Ora, questo studio risolve una polemica di lunga data e fornisce i dati scientifici difficili necessari per modellare e prevedere l’impatto dell’emissione su larga scala di HFO, prima che i politici potrebbero aver bisogno di reagire a una crisi ambientale emergente.

I gruppi di modellazione climatica dell’UNSW, così come gli scienziati di tutto il mondo, sono ora pronti a inserire questi dati nei modelli, per aiutare a elaborare l’impatto ambientale del continuare a utilizzare gli HFO.

“Sebbene rimangono domande, questo documento offre prove cruciali che dovrebbero informare i prossimi passi per affrontare l’impatto ambientale delle sostanze chimiche che rilasciamo nell’atmosfera”, afferma il dott.
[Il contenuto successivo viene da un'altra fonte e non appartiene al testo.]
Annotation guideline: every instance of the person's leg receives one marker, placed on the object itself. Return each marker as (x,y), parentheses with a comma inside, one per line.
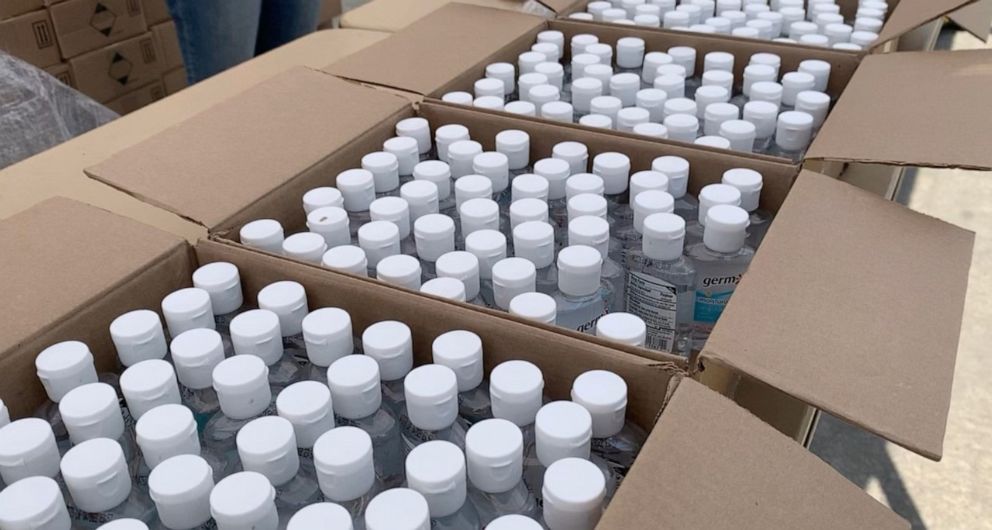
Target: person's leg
(215,35)
(283,21)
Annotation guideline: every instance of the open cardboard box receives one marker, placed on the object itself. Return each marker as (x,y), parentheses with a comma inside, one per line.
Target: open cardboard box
(707,464)
(828,313)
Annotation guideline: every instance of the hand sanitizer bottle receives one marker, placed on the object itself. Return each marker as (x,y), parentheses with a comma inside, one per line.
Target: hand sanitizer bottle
(461,351)
(661,284)
(495,452)
(720,260)
(357,399)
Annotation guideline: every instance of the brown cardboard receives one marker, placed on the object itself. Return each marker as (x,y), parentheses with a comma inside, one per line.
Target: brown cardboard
(318,112)
(168,42)
(85,25)
(915,109)
(30,38)
(120,68)
(137,99)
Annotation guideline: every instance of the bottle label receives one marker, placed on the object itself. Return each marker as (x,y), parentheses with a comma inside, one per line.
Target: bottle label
(656,302)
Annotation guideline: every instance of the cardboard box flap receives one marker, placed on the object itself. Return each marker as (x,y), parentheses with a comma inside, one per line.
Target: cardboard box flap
(420,58)
(911,14)
(853,305)
(711,465)
(211,166)
(913,109)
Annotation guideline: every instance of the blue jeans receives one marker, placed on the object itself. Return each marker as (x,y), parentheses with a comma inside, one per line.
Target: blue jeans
(217,34)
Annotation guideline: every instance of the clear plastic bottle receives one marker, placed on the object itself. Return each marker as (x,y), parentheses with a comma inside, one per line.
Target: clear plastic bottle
(195,354)
(436,470)
(96,474)
(661,285)
(494,450)
(180,488)
(615,440)
(582,297)
(432,407)
(244,500)
(461,351)
(720,260)
(267,445)
(357,401)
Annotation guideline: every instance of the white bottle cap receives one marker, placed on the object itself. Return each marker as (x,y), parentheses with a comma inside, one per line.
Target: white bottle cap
(556,171)
(242,385)
(515,144)
(357,186)
(562,429)
(64,366)
(354,384)
(244,500)
(385,170)
(148,384)
(650,202)
(726,228)
(794,130)
(462,266)
(188,309)
(525,210)
(573,493)
(535,242)
(28,448)
(166,431)
(33,503)
(446,135)
(346,258)
(664,236)
(321,515)
(517,391)
(677,170)
(448,288)
(398,509)
(529,186)
(332,224)
(195,353)
(96,474)
(495,166)
(305,246)
(431,393)
(390,343)
(222,282)
(267,445)
(399,269)
(418,129)
(436,172)
(92,411)
(379,239)
(288,300)
(343,461)
(406,150)
(180,488)
(264,234)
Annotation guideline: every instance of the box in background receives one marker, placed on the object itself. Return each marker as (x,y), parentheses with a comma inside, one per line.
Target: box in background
(168,42)
(30,38)
(113,71)
(85,25)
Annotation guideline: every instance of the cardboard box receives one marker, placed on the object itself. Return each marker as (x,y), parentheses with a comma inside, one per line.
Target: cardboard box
(137,99)
(86,25)
(12,8)
(30,38)
(120,68)
(168,42)
(853,269)
(175,80)
(156,11)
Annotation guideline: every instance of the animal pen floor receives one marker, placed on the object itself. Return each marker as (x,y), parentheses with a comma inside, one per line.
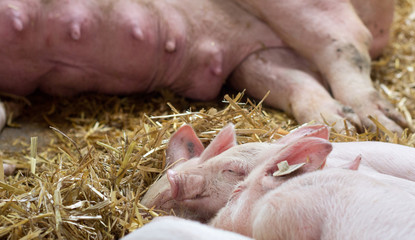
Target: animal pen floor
(105,150)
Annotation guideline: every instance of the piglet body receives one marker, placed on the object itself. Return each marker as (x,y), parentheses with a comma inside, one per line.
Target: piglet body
(198,186)
(170,228)
(316,204)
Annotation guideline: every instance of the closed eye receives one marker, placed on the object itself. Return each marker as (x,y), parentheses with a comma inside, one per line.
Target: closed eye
(237,192)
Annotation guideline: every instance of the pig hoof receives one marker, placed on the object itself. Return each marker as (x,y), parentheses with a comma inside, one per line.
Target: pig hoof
(138,33)
(75,31)
(382,110)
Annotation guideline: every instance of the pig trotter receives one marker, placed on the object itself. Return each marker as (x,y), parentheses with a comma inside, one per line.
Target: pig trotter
(3,117)
(377,107)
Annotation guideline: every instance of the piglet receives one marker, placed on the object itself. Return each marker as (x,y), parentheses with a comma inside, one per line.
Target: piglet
(199,181)
(174,228)
(316,204)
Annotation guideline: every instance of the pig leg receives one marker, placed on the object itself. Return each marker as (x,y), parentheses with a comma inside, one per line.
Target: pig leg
(331,35)
(294,87)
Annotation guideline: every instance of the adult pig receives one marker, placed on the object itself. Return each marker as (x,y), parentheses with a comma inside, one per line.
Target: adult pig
(338,37)
(199,184)
(126,46)
(174,228)
(310,204)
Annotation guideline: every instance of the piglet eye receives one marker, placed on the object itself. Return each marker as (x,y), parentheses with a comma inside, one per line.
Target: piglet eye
(236,192)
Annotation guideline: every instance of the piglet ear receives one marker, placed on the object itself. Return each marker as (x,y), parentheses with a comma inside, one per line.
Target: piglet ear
(354,165)
(183,144)
(312,151)
(319,131)
(222,142)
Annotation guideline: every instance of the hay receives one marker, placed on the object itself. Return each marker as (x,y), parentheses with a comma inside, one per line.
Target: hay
(105,151)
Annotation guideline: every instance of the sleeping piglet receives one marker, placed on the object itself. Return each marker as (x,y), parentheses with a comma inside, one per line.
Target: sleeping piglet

Hansen.

Il dott. Hansen e il suo team stanno pianificando ulteriori nuovi lavori sperimentali. “Per questo documento, abbiamo eseguito gli esperimenti a una sola lunghezza d’onda, la lunghezza d’onda utilizzata negli studi che attualmente guidano i regolatori, l’industria, i governi”, afferma. “Abbiamo in programma di studiare questa chimica usando altre lunghezze d’onda della luce, in cui la resa potrebbe essere più alta o più bassa.”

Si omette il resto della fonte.